🦆 Confessing My Love for DuckDB

Recently, I had to do a transformation which involved converting a json struct into individual rows. While on face of it this might seem very simple, I quickly realized this was not one of those quick rodeos.

A sample snippet of the dataset I have been trying to transform -

product_code name price quantity
100 onion {“chennai”:{“cp”:23,“sp”:28},“mumbai”:{“cp”:25,“sp”:28},“bangalore”:{“cp”:27,“sp”:30}} {“min”:850,“max”:980,“qty”:“g”}
101 potato {“chennai”:{“cp”:19,“sp”:23},“bangalore”:{“cp”:21,“sp”:25}} {“min”:1,“max”:5, “qty”:“kg”}
102 tomato {“chennai”:{“cp”:75,“sp”:79},“mumbai”:{“cp”:70,“sp”:75}} {“min”:400,“max”:560,“qty”:“g”}

If you want to follow along with me, here’s a json equivalent for you to download - products.json ↗︎

For easier data analysis, I wanted to transform above table in below flattened and de-normalized form,

product_code name city cp sp min max qty
100 onion chennai 23 28 850 980 g
100 onion mumbai 25 28 850 980 g
100 onion bangalore 27 30 850 980 g
101 potato chennai 19 23 1 5 kg
101 potato bangalore 21 25 1 5 kg
102 tomato chennai 75 79 400 560 g
102 tomato mumbai 70 75 400 560 g

Okay, if you are someone who is familiar with such data wrangling, you might have already come up with a solution in your mind. Your solution might involve using tools built for this like pandas, snowflake, spark, or even ones not intended for this like postgres, sqlite or if you are feeling adventurous you might even brute force it using a programming language.

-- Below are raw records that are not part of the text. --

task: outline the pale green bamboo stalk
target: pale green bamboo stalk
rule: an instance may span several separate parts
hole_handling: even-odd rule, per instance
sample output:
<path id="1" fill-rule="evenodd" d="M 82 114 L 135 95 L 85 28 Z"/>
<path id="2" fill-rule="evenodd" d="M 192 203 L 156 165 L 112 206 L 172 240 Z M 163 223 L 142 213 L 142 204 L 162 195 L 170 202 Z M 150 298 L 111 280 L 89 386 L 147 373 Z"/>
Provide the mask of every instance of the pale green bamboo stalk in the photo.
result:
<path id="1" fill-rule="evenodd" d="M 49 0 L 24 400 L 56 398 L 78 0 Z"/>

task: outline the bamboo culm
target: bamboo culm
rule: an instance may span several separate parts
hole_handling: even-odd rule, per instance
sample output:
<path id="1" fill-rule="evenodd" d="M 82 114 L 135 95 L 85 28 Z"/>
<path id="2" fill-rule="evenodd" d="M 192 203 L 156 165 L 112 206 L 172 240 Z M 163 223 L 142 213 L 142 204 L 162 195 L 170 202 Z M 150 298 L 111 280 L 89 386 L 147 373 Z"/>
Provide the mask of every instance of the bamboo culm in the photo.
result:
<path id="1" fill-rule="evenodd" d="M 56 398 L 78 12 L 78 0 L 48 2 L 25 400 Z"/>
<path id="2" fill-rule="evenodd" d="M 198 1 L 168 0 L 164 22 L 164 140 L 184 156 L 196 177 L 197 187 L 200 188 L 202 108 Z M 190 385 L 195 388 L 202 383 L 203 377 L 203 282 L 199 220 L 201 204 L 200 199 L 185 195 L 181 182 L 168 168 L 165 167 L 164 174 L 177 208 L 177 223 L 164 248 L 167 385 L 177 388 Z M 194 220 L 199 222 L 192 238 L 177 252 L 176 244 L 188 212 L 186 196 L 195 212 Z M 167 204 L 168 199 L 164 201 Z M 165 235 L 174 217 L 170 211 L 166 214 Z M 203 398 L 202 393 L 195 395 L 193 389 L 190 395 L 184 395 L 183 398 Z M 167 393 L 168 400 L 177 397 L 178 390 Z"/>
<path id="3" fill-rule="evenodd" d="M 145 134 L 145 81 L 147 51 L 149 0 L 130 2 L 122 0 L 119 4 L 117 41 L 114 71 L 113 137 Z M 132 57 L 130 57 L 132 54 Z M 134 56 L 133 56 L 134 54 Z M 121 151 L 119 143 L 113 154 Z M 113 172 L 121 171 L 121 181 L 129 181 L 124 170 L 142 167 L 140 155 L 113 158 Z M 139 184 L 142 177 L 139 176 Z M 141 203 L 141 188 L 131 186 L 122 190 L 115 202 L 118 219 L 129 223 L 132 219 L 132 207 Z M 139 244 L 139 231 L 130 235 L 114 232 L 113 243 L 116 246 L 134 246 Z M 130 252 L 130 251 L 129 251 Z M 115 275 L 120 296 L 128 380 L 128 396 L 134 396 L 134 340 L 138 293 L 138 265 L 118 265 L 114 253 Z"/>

Any approach is fine as long as it fits your use case and does not eat up resources like a hungry hippo.

For me I choose Pandas, since I already had done some amount of transformation to get here using python and pandas was just easier to integrate with it.

Oh, boy! I was in for a wild trip.

Import Pandas

Just some disclosure, I don’t code avidly in pandas. I use it occasionally for such data wrangling stuff. So, as it is for a lot of data people out there, Pandas is not like a second nature for me. More so, some of its concepts are still alien to me. So do keep that in mind, before moving ahead.

My intuition did say that it would be much simpler to flatten quantity column, and that was the case. All I had to do was -

import pandas as pd

df = pd.read_json("products.json")

pd.concat(
    [
        df,
        pd.json_normalize(df["quantity"]),
    ],
    axis=1,
)

Isn’t that short and concise? Yes. Isn’t that intuitive? Maybe.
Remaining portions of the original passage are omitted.